Methods Inf Med 2018; 57(04): 194-196
DOI: 10.1055/s-0038-1673243
Focus Theme – Editorial
Georg Thieme Verlag KG Stuttgart · New York

Machine Learning and Data Analytics in Pervasive Health

Nuria Oliver
1   Vodafone, London, UK
,
Oscar Mayora
2   FBK, Trento, Italy
,
Michael Marschollek
3   Peter L. Reichertz Institute for Medical Informatics of University of Braunschweig – Institute of Technology and Hannover Medical School, Hannover, Germany
› Author Affiliations
Further Information

Publication History

received: 28 July 2018

accepted: 31 July 2018

Publication Date:
24 January 2019 (online)

Summary

Introduction: This accompanying editorial provides a brief introduction to this focus theme, focused on “Machine Learning and Data Analytics in Pervasive Health”.

Objective: The innovative use of machine learning technologies combining small and big data analytics will support a better provisioning of healthcare to citizens. This focus theme aims to present contributions at the crossroads of pervasive health technologies and data analytics as key enablers for achieving personalised medicine for diagnosis and treatment purposes.

Methods: A call for paper was announced to all participants of the “11th International Conference on Pervasive Computing Technologies for Healthcare”, to different working groups of the International Medical Informatics Association (IMIA) and European Federation of Medical Informatics (EFMI) and was published in June 2017 on the website of Methods of Information in Medicine. A peer review process was conducted to select the papers for this focus theme.

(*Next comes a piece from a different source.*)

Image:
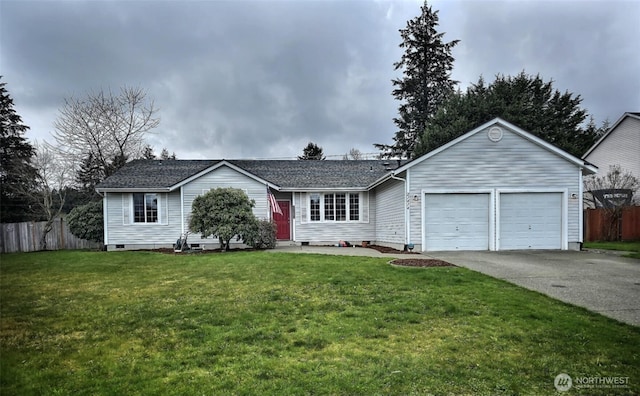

Results: Four papers were selected to be included in this focus theme. The paper topics cover a broad range of machine learning and data analytics applications in healthcare including detection of injurious subtypes of patient-ventilator asynchrony, early detection of cognitive impairment, effective use of small data sets for estimating the performance of radiotherapy in bladder cancer treatment, and the use negation detection in and information extraction from unstructured medical texts.

Conclusions: The use of machine learning and data analytics technologies in healthcare is facing a renewed impulse due to the availability of large amounts and new sources of human behavioral and physiological data, such as that captured by mobile and pervasive devices traditionally considered as nonmainstream for healthcare provision and management.